Iva menuturkan, tak bisa memublikasikan nama kedua dosen tersebut. Tapi, ia mengatakan keduanya dipanggil setelah ketahuan mengunggah tulisan ajaran HTI di masing-masing akun media sosial.

"Ini belum pemanggilan yang berat, hanya mengajak berdialog terkait unggahan di media sosial,” tutur Iva kepada Suara.com.

Setelah terdapat hasil dialog, UGM baru bakal menentukan sikap terhadap kedua tenaga pengajar tersebut. "Jadi, pemanggilan hari ini masih beragendakan klarifikasi, bukan keduanya disidang,” tukasnya.

Rektor UGM, Prof Ir Panut Mulyono MEng, DEng, menjelaskan dugaan kedua dosennya itu berafiliasi dengan HTI didapat dari Badan Intelijen Negara (BIN) serta dosen lainnya. "Dulu kami mendapat informasi dari BIN, lantas dipejalari.
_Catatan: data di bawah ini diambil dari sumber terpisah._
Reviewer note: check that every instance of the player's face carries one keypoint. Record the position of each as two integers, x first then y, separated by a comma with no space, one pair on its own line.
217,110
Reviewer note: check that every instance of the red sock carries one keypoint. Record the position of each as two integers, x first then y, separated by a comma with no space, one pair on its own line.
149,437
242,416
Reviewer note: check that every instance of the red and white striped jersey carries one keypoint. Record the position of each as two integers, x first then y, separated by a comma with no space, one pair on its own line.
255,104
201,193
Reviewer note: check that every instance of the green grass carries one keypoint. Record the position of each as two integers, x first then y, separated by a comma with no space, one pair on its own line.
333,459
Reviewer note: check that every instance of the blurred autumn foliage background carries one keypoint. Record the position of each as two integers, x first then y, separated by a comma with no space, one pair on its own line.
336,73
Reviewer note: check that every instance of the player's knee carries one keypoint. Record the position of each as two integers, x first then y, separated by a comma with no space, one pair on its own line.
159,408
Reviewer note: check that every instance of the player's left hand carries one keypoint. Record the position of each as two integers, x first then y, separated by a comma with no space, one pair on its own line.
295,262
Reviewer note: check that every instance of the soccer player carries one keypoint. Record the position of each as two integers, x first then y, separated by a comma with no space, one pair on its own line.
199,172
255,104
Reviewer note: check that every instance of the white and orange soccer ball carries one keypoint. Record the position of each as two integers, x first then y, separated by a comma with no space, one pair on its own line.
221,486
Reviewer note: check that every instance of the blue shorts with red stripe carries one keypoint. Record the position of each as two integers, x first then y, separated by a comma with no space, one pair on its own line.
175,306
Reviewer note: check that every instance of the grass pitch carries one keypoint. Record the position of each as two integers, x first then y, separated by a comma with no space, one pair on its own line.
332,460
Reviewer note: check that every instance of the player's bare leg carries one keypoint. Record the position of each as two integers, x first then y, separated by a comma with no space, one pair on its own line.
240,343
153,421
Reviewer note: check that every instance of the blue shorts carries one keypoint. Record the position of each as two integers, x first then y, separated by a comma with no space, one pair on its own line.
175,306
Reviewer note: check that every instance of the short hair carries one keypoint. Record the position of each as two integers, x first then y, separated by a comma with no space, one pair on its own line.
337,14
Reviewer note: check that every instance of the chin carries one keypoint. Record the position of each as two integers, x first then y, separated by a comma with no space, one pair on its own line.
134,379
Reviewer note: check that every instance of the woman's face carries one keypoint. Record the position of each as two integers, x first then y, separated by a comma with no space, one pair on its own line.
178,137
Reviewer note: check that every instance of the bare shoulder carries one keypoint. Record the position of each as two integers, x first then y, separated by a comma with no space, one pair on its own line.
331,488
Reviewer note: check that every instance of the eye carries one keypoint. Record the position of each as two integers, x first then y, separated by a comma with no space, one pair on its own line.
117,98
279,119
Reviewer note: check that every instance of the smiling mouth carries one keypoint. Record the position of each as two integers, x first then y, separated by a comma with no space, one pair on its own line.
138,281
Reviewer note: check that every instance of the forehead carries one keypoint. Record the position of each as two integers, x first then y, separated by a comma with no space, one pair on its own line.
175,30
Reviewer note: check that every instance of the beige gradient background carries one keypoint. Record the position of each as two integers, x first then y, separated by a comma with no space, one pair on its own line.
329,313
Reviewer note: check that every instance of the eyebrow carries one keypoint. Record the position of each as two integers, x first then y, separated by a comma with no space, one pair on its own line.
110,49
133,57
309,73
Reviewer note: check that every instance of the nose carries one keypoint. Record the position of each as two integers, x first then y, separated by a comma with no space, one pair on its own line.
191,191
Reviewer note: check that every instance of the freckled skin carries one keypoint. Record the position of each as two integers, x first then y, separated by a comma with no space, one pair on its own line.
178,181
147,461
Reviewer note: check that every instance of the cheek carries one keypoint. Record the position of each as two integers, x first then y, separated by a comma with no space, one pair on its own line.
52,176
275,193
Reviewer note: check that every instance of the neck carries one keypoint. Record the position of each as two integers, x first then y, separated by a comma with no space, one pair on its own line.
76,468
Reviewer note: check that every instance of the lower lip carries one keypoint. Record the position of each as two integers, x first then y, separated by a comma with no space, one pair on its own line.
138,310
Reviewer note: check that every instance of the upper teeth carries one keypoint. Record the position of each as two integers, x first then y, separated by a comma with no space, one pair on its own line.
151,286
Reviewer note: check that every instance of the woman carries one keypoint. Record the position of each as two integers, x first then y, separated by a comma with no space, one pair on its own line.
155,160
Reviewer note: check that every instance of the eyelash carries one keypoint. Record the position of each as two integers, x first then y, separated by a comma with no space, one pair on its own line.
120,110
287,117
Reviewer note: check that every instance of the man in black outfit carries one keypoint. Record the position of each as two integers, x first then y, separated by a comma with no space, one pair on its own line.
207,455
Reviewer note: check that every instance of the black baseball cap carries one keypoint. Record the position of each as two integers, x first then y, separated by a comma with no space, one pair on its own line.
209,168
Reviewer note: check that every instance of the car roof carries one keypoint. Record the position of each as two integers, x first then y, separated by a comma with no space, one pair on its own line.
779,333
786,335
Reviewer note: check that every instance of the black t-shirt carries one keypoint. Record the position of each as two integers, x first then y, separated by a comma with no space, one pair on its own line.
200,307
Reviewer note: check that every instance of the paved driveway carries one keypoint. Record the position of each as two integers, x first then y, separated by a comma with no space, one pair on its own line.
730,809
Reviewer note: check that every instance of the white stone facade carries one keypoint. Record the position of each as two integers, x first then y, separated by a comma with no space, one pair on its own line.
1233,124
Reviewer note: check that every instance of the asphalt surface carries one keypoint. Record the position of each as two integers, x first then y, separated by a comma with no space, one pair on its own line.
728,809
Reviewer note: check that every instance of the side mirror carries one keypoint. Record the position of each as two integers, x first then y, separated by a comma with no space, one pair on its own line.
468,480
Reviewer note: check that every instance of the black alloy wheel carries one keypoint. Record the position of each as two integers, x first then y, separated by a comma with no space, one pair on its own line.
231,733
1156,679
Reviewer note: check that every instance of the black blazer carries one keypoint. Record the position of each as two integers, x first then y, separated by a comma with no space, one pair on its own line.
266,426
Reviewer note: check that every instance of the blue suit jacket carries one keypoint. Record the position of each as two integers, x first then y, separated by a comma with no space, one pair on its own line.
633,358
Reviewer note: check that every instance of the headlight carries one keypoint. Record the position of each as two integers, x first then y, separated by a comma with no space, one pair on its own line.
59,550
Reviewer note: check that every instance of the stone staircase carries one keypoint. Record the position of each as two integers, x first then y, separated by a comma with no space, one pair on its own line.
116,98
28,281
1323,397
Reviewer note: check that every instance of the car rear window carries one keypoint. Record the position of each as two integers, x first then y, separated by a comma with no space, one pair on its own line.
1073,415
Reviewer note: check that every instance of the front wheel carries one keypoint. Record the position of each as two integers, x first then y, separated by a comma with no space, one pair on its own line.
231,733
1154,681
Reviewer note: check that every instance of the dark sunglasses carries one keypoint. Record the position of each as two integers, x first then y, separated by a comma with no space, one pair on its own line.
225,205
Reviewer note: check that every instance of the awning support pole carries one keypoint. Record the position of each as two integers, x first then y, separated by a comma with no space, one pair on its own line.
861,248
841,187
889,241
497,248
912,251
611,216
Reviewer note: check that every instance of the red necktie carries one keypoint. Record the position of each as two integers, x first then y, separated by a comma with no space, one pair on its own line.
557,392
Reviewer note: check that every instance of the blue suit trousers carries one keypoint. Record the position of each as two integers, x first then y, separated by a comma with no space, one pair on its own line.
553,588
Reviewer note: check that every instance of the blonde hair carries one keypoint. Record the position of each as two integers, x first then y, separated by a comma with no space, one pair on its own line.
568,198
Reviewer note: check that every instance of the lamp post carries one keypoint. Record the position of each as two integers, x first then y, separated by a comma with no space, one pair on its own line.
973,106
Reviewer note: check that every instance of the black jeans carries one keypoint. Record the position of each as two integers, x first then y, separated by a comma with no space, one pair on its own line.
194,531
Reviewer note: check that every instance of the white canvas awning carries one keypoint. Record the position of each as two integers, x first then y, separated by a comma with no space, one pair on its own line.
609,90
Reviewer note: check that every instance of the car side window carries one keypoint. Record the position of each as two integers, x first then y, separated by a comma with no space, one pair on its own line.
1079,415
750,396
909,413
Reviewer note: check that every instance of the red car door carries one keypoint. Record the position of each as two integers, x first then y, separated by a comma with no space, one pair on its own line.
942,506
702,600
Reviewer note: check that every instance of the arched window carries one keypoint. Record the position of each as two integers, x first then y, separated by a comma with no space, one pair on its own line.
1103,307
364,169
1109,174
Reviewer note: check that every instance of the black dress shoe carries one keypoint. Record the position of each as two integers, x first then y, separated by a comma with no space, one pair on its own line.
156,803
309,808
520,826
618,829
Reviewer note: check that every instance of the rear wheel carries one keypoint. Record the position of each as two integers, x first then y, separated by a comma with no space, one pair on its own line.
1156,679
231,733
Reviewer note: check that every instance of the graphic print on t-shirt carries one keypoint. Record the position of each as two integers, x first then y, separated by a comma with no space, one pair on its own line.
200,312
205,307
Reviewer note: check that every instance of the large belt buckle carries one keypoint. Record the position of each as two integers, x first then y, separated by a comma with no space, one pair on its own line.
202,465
Kemudian ada masukan dari dosen lain, mengarah ke nama-nama yang dipanggil itu," kata Panut Mulyono.

Panut mengakui tak bisa menentukan sanksi apa yang nantinya bakal diterapkan kalau kedua dosen itu terbukti terlibat ormas terlarang. "Pastinya, sangsi yang diberikan harus berbasis kode etik dosen. Kalau ada, bakal diberi sangsi," tandasnya.